2.5 Rules for Resonance Forms

Organic Chemistry2.5 Rules for Resonance Forms

2.5 • Rules for Resonance Forms

When first dealing with resonance forms, it’s useful to have a set of guidelines that describe how to draw and interpret them. The following rules should be helpful:

Individual resonance forms are imaginary, not real. The real structure is a composite, or resonance hybrid, of the different forms. Species such as the acetate ion and benzene are no different from any other. They have single, unchanging structures, and they don't switch back and forth between resonance forms. The only difference between these and other substances is in the way they are represented in drawings.

Resonance forms differ only in the placement of their π or nonbonding electrons. Neither the position nor the hybridization of any atom changes from one resonance form to another. In the acetate ion, for instance, the carbon atom is sp2-hybridized and the oxygen atoms remain in exactly the same place in both resonance forms. Only the positions of the π electrons in the C=OC=O bond and the lone-pair electrons on oxygen differ from one form to another. This movement of electrons from one resonance structure to another can be indicated with curved arrows. A curved arrow always indicates the movement of electrons, not the movement of atoms. An arrow shows that a pair of electrons moves from the atom or bond at the tail of the arrow to the atom or bond at the head of the arrow.

Chemical structure of acetate anion, with curved arrow from nonbonding pair on negative oxygen toward C O bond, and another curved arrow from double bond toward neutral oxygen.

The situation with benzene is similar to that with acetate. The π electrons in the double bonds move, as shown with curved arrows, but the carbon and hydrogen atoms remain in place.

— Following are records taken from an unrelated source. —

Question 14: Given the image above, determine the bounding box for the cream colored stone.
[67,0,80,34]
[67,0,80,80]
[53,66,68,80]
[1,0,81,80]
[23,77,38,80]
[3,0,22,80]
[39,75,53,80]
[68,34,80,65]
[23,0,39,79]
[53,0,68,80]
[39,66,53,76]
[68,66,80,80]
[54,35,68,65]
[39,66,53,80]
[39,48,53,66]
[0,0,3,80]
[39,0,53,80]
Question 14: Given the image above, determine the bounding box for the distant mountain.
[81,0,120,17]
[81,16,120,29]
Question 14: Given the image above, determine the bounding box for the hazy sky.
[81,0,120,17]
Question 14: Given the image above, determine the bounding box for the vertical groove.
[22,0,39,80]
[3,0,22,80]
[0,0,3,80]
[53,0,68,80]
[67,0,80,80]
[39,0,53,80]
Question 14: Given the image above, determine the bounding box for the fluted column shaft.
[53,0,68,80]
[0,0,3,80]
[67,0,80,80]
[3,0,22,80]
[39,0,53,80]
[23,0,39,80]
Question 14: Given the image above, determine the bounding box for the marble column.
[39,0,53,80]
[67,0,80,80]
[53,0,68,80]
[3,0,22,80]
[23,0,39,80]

Chemical structure of benzene (C 6 H 6) with alternating single and double bonds. Curved arrows point from each double bond toward an adjacent single bond.

Different resonance forms of a substance don’t have to be equivalent. As an example, we’ll see in Chapter 22 that a compound such as acetone, which contains a C=OC=O bond, can be converted into its anion by reaction with a strong base. The resultant anion has two resonance forms. One form contains a carbon–oxygen double bond and has a negative charge on carbon; the other contains a carbon–carbon double bond and has a negative charge on oxygen. Even though the two resonance forms aren’t equivalent, both contribute to the overall resonance hybrid.

Chemical structure of acetone and of anion after deprotonation. Curved arrows show movement of nonbonding pair and bond resulting in migration of negative charge from C to O.

When two resonance forms are nonequivalent, the actual structure of the resonance hybrid resembles the more stable form. Thus, we might expect the true structure of the acetone anion to be more like that of the form that places the negative charge on the electronegative oxygen atom rather than on the carbon.

Resonance forms obey normal rules of valency. A resonance form is like any other structure: the octet rule still applies to second-row, main-group atoms. For example, one of the following structures for the acetate ion is not a valid resonance form because the carbon atom has five bonds and ten valence electrons:

Chemical structure of acetate anion. Curved arrow shows migration of nonbonding pair from negative oxygen to C O bond without additional electron movement. Text says not a valid resonance form.

The resonance hybrid is more stable than any individual resonance form. In other words, resonance leads to stability. Generally speaking, the larger the number of resonance forms a substance has, the more stable the substance is, because its electrons are spread out over a larger part of the molecule and are closer to more nuclei. We’ll see in Chapter 15, for instance, that a benzene ring is more stable because of resonance than might otherwise be expected.